For the wider context of this change, see the RFC at
https://discourse.llvm.org/t/70086.
After this change, global and local variables of reference type are associated
directly with the StorageLocation of the referenced object instead of the
StorageLocation of a ReferenceValue.
Some tests that explicitly check for an existence of ReferenceValue for a
variable of reference type have been modified accordingly.
As discussed in the RFC, I have added an assertion to Environment::join() to
check that if both environments contain an entry for the same declaration in
DeclToLoc, they both map to the same StorageLocation. As discussed in
https://discourse.llvm.org/t/70086/5, this also necessitates removing
declarations from DeclToLoc when they go out of scope.
In the RFC, I proposed a gradual migration for this change, but it appears
that all of the callers of `Environment::setStorageLocation(const ValueDecl &,
SkipPast` are in the dataflow framework itself, and that there are only a few of
them.
As this is the function whose semantics are changing in a way that callers
potentially need to adapt to, I've decided to change the semantics of the
function directly.
The semantics of getStorageLocation(const ValueDecl &, SkipPast SP now no
longer depend on the behavior of the SP parameter. (There don't appear to be
any callers that use SkipPast::ReferenceThenPointer, so I've added an
assertion that forbids this usage.)
This patch adds a default argument for the SP parameter and removes the
explicit SP argument at the callsites that are touched by this change.
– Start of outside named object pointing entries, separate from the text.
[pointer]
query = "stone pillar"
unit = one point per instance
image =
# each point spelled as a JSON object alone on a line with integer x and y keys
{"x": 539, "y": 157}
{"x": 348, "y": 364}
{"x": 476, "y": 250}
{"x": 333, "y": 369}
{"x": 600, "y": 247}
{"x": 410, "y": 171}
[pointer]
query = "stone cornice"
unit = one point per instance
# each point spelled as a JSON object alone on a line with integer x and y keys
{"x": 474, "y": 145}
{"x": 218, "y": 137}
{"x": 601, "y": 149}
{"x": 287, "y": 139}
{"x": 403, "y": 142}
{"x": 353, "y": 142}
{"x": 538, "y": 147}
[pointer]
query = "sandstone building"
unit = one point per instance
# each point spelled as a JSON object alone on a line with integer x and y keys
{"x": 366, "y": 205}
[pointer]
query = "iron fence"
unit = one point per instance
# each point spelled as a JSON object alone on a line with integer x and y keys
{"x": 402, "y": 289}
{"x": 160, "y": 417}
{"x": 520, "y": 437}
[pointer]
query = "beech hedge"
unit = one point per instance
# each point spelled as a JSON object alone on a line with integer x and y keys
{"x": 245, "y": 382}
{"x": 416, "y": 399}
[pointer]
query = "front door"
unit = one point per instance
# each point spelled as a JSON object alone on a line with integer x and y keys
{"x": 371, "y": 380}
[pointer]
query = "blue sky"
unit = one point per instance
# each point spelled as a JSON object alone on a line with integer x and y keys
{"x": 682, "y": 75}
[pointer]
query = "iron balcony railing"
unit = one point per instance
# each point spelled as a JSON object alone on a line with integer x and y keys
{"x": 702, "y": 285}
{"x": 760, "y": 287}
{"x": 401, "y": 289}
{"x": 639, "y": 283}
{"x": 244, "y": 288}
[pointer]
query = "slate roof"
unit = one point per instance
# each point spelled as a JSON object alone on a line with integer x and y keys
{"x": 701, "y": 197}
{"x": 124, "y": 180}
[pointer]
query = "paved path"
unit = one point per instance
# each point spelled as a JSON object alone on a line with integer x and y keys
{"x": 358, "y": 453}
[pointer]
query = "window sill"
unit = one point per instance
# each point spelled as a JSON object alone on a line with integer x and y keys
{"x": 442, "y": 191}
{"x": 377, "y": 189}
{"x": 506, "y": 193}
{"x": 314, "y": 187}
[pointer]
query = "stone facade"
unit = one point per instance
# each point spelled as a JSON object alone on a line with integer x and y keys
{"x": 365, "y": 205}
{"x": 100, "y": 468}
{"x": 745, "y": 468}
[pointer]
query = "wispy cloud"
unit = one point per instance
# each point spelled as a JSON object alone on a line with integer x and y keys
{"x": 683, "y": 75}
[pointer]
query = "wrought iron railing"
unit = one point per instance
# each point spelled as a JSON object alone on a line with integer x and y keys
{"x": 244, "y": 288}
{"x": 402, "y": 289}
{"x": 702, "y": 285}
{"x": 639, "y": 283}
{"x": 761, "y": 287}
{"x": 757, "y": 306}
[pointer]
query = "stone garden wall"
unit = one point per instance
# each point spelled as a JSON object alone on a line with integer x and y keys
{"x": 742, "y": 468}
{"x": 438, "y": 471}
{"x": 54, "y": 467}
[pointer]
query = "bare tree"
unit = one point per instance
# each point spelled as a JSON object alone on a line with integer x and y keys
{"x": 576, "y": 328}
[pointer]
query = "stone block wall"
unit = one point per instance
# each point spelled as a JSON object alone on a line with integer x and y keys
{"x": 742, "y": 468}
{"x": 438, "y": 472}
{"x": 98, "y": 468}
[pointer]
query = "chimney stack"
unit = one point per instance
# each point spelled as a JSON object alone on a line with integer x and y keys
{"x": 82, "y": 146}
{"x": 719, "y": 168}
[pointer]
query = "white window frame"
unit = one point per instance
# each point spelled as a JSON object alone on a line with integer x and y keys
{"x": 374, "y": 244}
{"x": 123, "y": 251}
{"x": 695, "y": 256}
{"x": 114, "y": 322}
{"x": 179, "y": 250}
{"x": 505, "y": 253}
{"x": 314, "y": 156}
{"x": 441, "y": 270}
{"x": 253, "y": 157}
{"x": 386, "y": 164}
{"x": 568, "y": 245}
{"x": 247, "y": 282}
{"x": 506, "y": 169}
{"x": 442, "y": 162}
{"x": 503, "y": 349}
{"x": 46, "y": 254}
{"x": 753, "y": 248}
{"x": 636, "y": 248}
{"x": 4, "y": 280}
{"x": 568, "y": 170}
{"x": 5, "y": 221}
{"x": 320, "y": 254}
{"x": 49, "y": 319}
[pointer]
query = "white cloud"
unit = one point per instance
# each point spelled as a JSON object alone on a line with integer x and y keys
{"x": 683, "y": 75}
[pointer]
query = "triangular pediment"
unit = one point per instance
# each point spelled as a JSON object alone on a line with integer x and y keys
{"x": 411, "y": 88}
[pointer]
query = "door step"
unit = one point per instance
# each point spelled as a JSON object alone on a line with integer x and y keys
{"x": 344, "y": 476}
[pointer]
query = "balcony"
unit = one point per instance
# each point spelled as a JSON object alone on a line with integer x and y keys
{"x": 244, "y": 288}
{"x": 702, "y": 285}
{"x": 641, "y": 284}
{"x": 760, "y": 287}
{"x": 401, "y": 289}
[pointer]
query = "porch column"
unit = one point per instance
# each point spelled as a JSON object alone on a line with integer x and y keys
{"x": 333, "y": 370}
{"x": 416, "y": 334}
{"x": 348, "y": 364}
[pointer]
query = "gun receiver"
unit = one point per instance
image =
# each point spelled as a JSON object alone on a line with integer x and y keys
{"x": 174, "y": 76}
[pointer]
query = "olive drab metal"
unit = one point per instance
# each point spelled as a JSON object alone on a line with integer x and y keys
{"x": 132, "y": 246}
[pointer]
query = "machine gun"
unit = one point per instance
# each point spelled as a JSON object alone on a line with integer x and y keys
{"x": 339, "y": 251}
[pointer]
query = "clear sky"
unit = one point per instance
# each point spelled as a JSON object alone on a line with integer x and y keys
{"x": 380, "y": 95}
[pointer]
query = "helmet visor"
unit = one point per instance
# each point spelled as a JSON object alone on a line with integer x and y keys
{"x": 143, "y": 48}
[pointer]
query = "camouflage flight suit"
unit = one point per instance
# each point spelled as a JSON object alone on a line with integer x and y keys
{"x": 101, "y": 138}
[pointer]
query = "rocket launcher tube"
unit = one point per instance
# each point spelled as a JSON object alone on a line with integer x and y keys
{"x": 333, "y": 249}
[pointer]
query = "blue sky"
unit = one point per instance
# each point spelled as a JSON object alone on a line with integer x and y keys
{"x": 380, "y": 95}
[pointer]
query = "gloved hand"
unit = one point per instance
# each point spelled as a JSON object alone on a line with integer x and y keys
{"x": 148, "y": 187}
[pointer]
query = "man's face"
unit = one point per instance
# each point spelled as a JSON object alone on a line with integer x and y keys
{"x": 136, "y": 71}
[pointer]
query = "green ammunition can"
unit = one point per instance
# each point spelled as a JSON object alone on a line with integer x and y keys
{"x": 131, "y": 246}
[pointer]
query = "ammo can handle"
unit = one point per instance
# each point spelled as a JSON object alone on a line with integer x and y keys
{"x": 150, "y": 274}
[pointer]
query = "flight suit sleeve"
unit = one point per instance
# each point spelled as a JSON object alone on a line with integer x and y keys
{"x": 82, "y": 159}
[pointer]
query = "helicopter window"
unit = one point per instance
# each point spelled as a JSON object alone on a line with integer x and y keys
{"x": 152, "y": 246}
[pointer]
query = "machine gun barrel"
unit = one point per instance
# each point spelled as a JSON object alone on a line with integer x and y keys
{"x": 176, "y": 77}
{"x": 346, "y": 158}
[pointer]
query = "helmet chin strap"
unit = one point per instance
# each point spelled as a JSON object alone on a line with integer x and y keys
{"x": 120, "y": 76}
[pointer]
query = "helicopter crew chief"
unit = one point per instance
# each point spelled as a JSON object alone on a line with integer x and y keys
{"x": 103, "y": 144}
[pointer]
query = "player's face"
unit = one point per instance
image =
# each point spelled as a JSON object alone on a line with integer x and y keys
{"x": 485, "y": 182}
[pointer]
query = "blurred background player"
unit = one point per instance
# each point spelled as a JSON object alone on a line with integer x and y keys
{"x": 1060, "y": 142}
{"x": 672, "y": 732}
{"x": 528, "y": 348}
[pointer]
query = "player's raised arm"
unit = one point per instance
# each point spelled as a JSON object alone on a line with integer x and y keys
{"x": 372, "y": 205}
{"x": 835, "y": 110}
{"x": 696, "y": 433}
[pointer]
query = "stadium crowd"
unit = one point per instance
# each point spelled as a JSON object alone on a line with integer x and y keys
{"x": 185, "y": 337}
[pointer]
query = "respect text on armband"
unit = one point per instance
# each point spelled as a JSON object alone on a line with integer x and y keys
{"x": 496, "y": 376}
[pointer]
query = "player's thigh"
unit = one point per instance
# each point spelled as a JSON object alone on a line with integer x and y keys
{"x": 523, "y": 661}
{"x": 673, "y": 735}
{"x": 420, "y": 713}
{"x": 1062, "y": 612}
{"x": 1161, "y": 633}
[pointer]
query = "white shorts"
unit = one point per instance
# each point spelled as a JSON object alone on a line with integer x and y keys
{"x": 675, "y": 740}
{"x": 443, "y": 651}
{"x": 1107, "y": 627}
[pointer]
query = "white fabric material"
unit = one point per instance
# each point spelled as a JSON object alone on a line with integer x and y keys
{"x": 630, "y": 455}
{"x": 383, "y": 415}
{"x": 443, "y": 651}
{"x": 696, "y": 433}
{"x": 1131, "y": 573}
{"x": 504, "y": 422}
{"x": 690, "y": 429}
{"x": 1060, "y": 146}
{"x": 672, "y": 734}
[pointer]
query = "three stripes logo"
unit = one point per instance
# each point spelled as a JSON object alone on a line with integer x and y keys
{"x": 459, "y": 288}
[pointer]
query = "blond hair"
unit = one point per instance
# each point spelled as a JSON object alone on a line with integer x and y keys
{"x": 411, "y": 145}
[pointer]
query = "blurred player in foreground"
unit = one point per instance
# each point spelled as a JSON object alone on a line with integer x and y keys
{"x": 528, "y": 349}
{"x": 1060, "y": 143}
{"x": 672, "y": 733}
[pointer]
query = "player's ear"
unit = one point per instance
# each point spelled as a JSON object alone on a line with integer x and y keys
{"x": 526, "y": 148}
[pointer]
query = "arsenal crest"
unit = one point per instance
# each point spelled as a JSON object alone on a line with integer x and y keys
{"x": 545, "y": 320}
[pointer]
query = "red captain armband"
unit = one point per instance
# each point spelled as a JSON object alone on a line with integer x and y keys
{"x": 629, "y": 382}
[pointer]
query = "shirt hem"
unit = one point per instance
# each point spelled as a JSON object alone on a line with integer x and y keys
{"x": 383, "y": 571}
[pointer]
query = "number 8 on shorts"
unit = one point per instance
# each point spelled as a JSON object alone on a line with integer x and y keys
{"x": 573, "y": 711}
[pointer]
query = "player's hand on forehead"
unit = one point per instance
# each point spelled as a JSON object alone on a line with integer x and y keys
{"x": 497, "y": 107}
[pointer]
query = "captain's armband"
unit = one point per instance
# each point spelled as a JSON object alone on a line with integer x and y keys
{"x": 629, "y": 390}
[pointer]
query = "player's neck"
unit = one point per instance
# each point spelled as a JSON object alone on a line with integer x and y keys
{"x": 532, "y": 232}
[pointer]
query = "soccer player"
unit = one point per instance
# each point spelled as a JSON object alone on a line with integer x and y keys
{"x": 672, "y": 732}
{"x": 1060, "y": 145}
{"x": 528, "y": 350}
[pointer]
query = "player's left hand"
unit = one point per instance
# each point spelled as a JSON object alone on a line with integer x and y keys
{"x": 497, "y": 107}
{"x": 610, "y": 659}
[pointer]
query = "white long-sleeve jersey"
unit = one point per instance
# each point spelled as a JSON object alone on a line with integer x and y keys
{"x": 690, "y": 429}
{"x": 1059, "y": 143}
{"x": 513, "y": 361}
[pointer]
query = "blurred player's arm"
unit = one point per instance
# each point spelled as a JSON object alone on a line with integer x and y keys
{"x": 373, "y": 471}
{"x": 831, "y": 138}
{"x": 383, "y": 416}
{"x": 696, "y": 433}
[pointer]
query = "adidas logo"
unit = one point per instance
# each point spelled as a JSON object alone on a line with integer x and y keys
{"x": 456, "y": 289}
A
followup patch will remove the argument from the remaining callsites,
allowing the SkipPast parameter to be removed entirely. (I don't want to do
that in this patch so that semantics-changing changes can be reviewed separately
from semantics-neutral changes.)
Maybe comment as to why we're not use the VarDecl overloads of createStorageLocation and why we're specifically using getNonReferenceType for createValue.